You can easily measure the weight of the arm - if all muscles of the arm are relaxed. So this weight or let's say the mass of the arm is a fix value, which cannot change in a short time (minutes, hours, days...)
The forearm and the wrist form an arch.
What can be measure is that the central weight of the arm can be trasmitted to the fingers and the keys which act as one of the pillar of the self-supported structure.
What can be measure in an arch is that the weight of the keystone changes (exerts less weight pressure in the perpendicular line going from the keystone to the ground) as the weight is being directed by the pillars to the ground.
Nicco is completely right. What we feel as "weight", is the more or less taut muscles of the upper arm: the more taut the muscles are, the lighter feels the forearm.
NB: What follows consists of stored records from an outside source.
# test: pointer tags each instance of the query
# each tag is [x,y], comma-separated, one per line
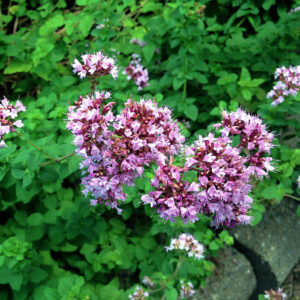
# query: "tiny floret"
[95,65]
[186,242]
[8,114]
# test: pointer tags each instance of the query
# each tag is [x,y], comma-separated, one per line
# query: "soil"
[291,285]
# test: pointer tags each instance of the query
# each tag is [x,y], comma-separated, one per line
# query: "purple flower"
[172,197]
[9,112]
[135,71]
[186,289]
[255,140]
[223,180]
[288,83]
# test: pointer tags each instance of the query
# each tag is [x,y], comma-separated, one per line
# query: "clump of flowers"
[275,295]
[8,114]
[186,289]
[136,72]
[147,281]
[139,294]
[188,243]
[288,83]
[138,42]
[95,65]
[255,140]
[89,121]
[223,178]
[173,197]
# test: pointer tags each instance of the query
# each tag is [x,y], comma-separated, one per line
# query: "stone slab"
[233,278]
[275,240]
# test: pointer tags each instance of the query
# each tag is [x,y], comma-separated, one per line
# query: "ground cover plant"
[199,59]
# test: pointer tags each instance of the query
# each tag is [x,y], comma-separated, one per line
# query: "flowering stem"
[36,147]
[292,197]
[179,264]
[184,92]
[57,159]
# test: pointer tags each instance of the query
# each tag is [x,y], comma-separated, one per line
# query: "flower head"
[135,71]
[95,65]
[139,294]
[255,140]
[187,243]
[8,114]
[186,289]
[275,295]
[288,83]
[173,197]
[223,179]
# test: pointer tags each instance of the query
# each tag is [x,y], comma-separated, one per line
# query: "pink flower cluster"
[172,197]
[288,83]
[138,42]
[135,71]
[115,149]
[9,112]
[188,243]
[186,289]
[148,281]
[255,140]
[95,65]
[275,295]
[223,178]
[139,294]
[222,172]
The upper arm should always be as
relaxed as possible and contracted upper arm muscles are a common cause of strain and pain in the elbow and upper arms.
We need to remember that the whole arms are not "things" that blossom from your upperbody. The structure of the whole arm is connected to the shoulder blade and goes well into the center of the body connecting to the sternum.
In fact anatomically it's not the forearm or upper arm muscles that allows the arms to remain up and not to fall at the sides of the body but the
clavicular pectoralis majorSo the muscles that keep our forearms up (as in for example above the piano keys) are in the sternum and not in the arm.
So the forearm gets more or less support from those muscle (in the center of an imaginary line that goes from nipple to nipple)
One can feel those shortening and contracting as the forearm feels lighter and needs to move or to be kept up and one can feel those lengthening and resetting as the forearm is completely relaxed and all its weight is trasmitted to the pillars.
The difference in muscular support is so fast that the amount of exerted pressure weight changes in a matter of milli-seconds. Yet this leaves the upper arm free to be relaxed and mellow all the time acting as a pillar and not as an overly active segment.
If they are totally relaxed, the arm has its full, real weight, and that's way too much to play a piece, if it's not for example the beginning of Tschaikowsky concerto.
CORRECTION
It's too heavy even for Tschaikowsky concerto.
That's why it's a matter of shades.
I wouldn't remove all sternal support in other to play with a totally dead forearm as indeed it would sound like banging at the piano. But as I said in the
"holding a key down after playing it" thread, the structure of the whole arm is self supporting so it can be self supported without the slighest muscular contraction and without the support of the
clavicular pectoralis major. That means that after the finger hits the note contraction and support becomes obsolete and can be resetted. In fact that supported automatically disappears as the finger joints are firmed.
Of course the resetting is followed almost immediately sharing again the pressure weight with the sternum muscles.
The system acts as opposite set of muscles and it all depends on what is release and what is contracted.
When the forearm is released the sternum muscles are contracted.When the forearm is contracted the sternum muscles are released.Such contracting and resetting and support changes are so quickly that they may appear to occur at the same time. In fact this is what allows me to say that control over "speed" is control over the "speed" at which contraction and resetting occur.